L'autre volet de ce texte concerne la lutte contre la fraude et l'évasion fiscale. Conformément à la directive européenne de 2014, la France et le Portugal doivent échanger des informations fiscales de manière automatique à compter du 30 septembre 2017. Il s'agit d'éviter les montages d'optimisation, dans la lignée du projet BEPS (Base erosion and profit shifting) de l'OCDE et du G20.
Cet accord est très attendu. Il a été ratifié par le Portugal le 3 avril 2007. Je vous invite à le ratifier, car il facilitera la vie de nos agents et retraités publics résidant au Portugal. (Applaudissements)

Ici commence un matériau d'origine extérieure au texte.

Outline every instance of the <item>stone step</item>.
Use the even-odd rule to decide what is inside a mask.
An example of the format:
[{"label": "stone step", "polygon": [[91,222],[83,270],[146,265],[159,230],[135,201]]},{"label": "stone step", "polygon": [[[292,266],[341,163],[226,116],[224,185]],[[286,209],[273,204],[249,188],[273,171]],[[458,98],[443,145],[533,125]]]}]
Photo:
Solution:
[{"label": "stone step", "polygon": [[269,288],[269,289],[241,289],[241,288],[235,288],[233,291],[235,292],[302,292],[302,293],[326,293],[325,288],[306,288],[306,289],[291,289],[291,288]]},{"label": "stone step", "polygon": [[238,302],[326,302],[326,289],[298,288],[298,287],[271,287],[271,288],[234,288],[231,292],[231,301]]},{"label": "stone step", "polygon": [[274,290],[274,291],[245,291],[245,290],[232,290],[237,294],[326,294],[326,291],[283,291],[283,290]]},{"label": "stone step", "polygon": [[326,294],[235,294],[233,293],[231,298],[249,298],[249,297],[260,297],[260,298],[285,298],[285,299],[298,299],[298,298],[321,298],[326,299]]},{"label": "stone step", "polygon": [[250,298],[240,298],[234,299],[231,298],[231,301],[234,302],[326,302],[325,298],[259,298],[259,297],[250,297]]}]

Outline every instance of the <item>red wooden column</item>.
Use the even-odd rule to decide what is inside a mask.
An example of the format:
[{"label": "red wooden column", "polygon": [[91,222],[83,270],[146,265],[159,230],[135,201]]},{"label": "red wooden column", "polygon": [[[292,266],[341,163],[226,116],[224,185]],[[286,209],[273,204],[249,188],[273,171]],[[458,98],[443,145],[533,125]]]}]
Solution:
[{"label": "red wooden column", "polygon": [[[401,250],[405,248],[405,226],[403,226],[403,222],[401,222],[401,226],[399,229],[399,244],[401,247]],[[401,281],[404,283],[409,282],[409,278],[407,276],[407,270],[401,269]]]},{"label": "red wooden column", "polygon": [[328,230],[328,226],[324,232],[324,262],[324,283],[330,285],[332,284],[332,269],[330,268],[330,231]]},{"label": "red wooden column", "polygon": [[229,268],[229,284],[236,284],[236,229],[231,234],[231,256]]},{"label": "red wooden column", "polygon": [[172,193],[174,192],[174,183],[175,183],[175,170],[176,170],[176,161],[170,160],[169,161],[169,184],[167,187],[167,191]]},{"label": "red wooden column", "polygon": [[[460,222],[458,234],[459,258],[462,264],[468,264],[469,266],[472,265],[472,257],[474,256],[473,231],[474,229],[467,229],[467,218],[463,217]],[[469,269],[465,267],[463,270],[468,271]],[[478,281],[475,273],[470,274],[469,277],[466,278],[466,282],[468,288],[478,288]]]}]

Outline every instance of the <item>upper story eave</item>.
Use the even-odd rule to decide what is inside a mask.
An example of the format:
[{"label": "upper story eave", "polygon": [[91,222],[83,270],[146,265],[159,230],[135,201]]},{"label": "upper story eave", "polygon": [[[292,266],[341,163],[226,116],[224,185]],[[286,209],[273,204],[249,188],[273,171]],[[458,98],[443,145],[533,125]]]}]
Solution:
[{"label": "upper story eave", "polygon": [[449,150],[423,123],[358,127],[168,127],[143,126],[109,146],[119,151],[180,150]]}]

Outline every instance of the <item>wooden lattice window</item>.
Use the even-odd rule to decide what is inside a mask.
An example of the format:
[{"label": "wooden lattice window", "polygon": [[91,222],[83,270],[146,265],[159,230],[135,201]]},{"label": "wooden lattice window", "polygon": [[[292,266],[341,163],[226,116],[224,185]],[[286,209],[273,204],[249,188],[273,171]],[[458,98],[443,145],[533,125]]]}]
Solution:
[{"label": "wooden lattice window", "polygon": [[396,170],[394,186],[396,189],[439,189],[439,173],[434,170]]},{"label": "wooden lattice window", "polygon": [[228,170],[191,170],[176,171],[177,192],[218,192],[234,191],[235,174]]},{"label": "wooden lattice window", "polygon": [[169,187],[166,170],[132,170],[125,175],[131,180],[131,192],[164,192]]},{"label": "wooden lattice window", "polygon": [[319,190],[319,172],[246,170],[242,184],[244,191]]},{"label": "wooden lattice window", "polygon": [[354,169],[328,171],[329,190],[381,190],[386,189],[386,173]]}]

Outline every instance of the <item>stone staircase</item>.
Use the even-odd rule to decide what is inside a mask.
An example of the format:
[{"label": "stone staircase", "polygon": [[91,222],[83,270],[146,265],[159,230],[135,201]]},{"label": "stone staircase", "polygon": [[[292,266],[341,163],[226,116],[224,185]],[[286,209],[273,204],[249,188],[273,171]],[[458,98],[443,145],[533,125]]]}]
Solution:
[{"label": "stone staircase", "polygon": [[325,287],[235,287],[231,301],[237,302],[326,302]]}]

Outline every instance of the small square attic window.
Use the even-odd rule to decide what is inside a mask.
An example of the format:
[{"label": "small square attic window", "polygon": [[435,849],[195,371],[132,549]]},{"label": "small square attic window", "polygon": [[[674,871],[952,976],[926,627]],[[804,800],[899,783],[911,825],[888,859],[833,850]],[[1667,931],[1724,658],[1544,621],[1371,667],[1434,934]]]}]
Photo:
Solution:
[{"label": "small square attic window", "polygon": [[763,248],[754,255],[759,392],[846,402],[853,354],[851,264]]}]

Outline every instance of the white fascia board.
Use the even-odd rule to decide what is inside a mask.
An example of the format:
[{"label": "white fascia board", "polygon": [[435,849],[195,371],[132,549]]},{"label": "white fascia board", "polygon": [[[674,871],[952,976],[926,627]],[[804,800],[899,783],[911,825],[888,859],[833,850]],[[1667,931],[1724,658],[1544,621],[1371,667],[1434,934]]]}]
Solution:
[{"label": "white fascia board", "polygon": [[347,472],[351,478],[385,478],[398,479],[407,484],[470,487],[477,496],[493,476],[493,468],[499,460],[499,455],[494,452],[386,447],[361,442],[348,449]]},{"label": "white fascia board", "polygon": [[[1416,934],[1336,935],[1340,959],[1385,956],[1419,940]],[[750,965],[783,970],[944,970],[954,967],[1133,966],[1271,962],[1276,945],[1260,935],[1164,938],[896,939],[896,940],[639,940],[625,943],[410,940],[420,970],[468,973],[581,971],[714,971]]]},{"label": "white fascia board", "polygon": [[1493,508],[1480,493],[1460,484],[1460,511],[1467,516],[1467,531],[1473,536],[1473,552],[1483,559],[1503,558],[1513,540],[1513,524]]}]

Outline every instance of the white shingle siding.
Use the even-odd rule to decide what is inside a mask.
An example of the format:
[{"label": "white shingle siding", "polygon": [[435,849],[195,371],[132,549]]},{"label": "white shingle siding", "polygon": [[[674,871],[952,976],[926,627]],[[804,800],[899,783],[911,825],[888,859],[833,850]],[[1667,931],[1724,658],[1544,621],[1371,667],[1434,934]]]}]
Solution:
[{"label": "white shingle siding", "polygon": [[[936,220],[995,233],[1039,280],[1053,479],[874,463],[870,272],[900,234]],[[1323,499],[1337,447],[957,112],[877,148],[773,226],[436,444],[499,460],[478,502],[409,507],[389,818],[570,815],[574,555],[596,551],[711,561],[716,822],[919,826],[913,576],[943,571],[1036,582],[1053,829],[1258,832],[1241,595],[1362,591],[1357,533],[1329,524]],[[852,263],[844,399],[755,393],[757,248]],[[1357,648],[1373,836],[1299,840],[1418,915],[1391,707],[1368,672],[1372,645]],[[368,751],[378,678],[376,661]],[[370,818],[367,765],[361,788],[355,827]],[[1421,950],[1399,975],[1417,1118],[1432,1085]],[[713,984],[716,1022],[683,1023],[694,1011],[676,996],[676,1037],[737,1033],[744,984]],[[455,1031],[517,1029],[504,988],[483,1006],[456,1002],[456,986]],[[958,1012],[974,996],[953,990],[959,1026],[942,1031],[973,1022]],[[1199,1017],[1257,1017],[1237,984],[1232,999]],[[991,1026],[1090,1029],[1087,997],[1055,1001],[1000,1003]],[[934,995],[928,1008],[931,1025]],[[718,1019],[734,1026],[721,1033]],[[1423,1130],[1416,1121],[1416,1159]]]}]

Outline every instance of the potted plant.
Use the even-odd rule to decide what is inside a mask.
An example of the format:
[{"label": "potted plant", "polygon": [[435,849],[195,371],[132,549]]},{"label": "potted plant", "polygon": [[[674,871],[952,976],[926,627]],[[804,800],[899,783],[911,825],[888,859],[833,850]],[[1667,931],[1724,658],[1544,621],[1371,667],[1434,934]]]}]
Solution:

M. Éric Doligé, rapporteur de la commission des finances . - En décembre dernier à l'Assemblée nationale, le Gouvernement avait déposé un amendement pour ratifier cette convention fiscale dans un simple article de la loi de finances rectificative. Le Sénat s'y était opposé, et le Conseil constitutionnel lui a donné raison, ce qui a évité de créer un précédent fâcheux. Cet exemple montre, si nécessaire, que nous restons attentifs et que nous avons une expertise, même si celle-ci n'est plus requise d'un parlementaire...
Ce texte met en conformité avec le modèle de l'OCDE les règles fiscales applicables en prévoyant une imposition exclusive à la source. La convention de 1971, dérogatoire sur ce point, est devenue problématique en 2013 quand le Portugal, alors en pleine crise économique, a engagé des contrôles fiscaux sur les personnels des lycées français de Lisbonne et Porto.
Cet avenant modernise également les dispositifs de lutte contre la fraude et l'évasion fiscale, sur l'échange d'informations et l'introduction de clauses anti-abus. Il s'agit là de modifications bienvenues qui justifient la ratification de l'avenant.
Les nouvelles règles auront un effet rétroactif à compter de 2013. Mais dans le cas des binationaux, l'effet n'est pas le même selon qu'ils sont actifs ou retraités - ces derniers seront imposés à la résidence. S'agissant des dossiers en cours, ces règles, incontestables sur le fond, placent les personnes concernées dans une situation difficile. Serait-il envisageable que le Portugal accepte de clore ces quelques affaires par une mesure de clémence fiscale ? La France a-t-elle engagé une démarche en ce sens ?
Une incertitude plane sur l'ensemble des conventions fiscales signées par la France. Le 7 juin dernier, 76 pays ont signé les mesures du plan BEPS qui modifie en une seule fois les dispositions anti-abus de quelque 105 conventions bilatérales.
Or en l'absence de version consolidée de la convention, nous ne savons pas mesurer l'ampleur et la nature des modifications, par exemple sur la notion d' « établissement stable ».
Le « jaune » annexé au projet de loi de finances permet de juger de la bonne ou mauvaise coopération d'un État avec la France. Or ce document n'a pas été publié pour les années 2015 ou 2016. Le Gouvernement le juge-t-il toujours pertinent ? Sera-t-il publié pour 2017, et quand ? Sinon, quelles alternatives pour l'information du Parlement ?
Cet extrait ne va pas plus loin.